Preparing useful data
The most important task in preparing for the project was making sure that the data was ready for use. Between April and July, the LKQ team had regular meetings with data experts at NICD to explain its thinking, and work on ensuring the data was cleaned and validated. This process continued into the first month of the project.
“Having cleaned it, we statistically validated what we had done”, says Marcin.
“When we went back to the business with a solution based on a data set, we didn’t want someone to query whether the data set was wrong. In that sense, the role of Newcastle University in doing the statistical validation on the data was vital.”

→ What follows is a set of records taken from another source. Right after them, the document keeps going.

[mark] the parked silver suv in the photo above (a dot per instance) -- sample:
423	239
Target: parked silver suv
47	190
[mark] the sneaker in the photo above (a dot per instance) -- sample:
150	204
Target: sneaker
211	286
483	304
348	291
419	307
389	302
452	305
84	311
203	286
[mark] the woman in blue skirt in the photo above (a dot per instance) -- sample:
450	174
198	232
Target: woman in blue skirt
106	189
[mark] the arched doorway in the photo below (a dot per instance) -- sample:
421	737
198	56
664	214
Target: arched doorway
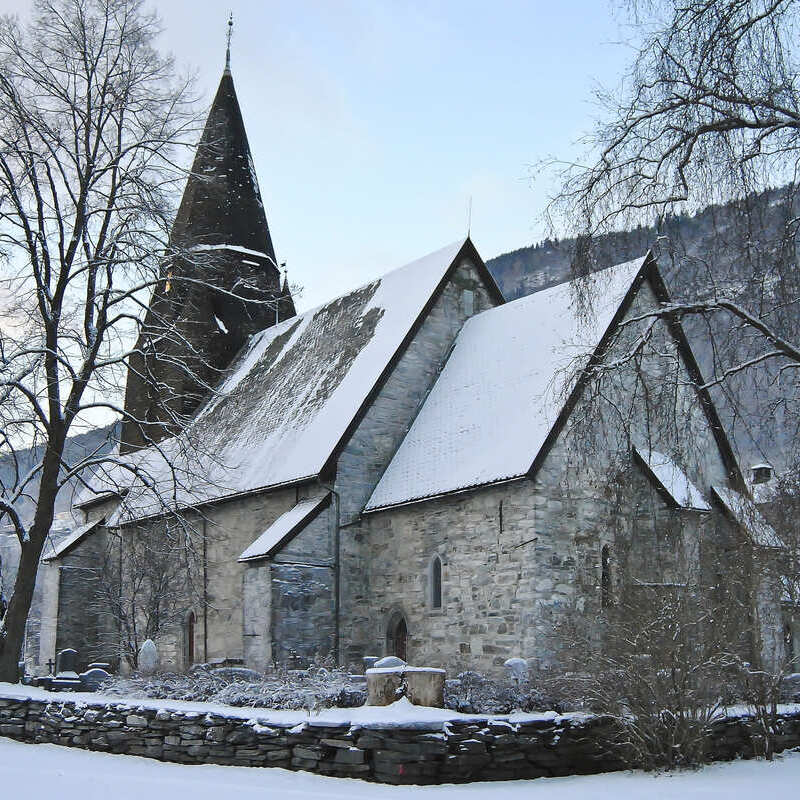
397	637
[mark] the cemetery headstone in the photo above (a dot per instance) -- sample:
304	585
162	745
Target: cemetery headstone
148	657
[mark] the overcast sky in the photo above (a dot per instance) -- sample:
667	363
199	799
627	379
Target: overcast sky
372	122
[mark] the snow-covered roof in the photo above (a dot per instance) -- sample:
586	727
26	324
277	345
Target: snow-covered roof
501	390
672	479
289	398
286	526
749	518
62	545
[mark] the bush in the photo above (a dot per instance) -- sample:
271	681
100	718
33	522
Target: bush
473	693
310	689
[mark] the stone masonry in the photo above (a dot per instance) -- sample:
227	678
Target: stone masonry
462	749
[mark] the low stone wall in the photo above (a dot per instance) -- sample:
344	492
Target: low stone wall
423	752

The original data was of varying quality. However, the team was able to convince management that it was taking a properly structured approach and build trust in its methodology.
“Only a small fraction of big data initiatives tend to succeed”, says Alan Timothy. “One factor is the data quality you have to work with, and another is the change management challenge, which can often rely on appreciation of the analytics themselves.”
A place to focus
Instead of working out of one of the LKQ offices in Europe, North America or elsewhere, the team co-located with NICD specialists in a space at Newcastle Helix. This allowed it to be within easy reach of expert help and gave it space to explore new avenues.
The team worked in Newcastle five days a week, collaborating in sprints with NICD, PhD students and University staff.
"You’re able to experiment in your own space”, says Marcin. “The environment enables you to test what something new might look like, and took us out of our normal business mindset.”
A helping hand
From the early stages of the project, the team was assisted by a PhD student from the EPSRC Centre for Doctoral Training in Cloud Computing for Big Data who helped to validate data and offer expertise in Statistics, Mathematics and Computer Science.
"They brought very useful skillsets to the team. While we have an understanding of statistics in the business, it is not at that level”, says Marcin.
“Having the student working with us was about asking questions both ways, and investigating them. We’re now recruiting, and through this we’ve developed a working relationship with people who have PhDs in Computer Science. They know us, and we know them.”